Better Advice: Research the expected salary of jobs you’re considering, how much debt you’ll take on to get your degree, if grad school is necessary, and the options for state vs. private school and community college. The cost of college debt may outweigh the possible benefits. Another idea is to calculate out what your payments will be post-graduation and see what you’ll miss out on by having to make those payments.
Bad Advice: A mortgage is always better than renting. A mortgage can be a smart investment in a home and in real estate—at the right time, in the right place, and for the right price. Just because it’s a loan involving real estate, doesn’t mean it’s a for-sure bet for you at this moment.

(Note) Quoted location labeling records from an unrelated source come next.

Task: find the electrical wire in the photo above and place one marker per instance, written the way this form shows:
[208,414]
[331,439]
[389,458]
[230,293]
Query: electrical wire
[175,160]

Better Advice: Know the market where you’re considering buying and living. Image what your needs will be in the near future. Will you still want to live where you are now? Could work or life take you elsewhere? Know your budget; don’t buy more than you can afford. With all of this in mind, renting at a rate within your budget might be the best move for you right now. Renting means your money isn’t as tied up, you have more options should your needs change, and you can save for other things in life (assuming your rent is lower than a mortgage payment would be).
Bad Advice: Take on good debt, quick! The idea of good vs. bad debt is shaky at best. More accurately, the thing you are investing in might be good or bad. Either way, carrying debt inhibits you from other investments, like retirement, better health insurance, continuing education, etc.
Better Advice: There are occasionally good reasons to borrow money, but as soon as you shoulder the burden of debt, it can weigh you down. Instead, research your investments, understand if debt is necessary to obtain your goal, and proceed with caution. If you can, budget and save and pay with cash.
Bad Advice: Consolidate credit card debt by rolling it into refinancing your mortgage. There are several problems with this apparent “cure all” for runaway credit card debt. One—it keeps those credit cards open to be used again and to accumulated debt again. Two—it doesn’t teach good habits of self-control and budgeting. Three—it can mean you’ll pay much, much more in interest over the life of the mortgage.
Better Advice: Build a budget and work to pay off your credit card debt on your own. Negotiate a payment plan or lower interest rate with the credit card companies. This all helps engender self-restraint, teaches you about spending habits, and makes you more financially healthy overall.
Bonus Advice: Don’t let fees scare you from establishing a bank account. By being “unbanked,” you cut yourself off from many helpful financial tools. Investigate fee-free or better banking options for you, like using a credit union. Your deposits are insured, your money stays in the community, and you’ll have access to financial advisors, loans, interest-earning savings accounts, and more.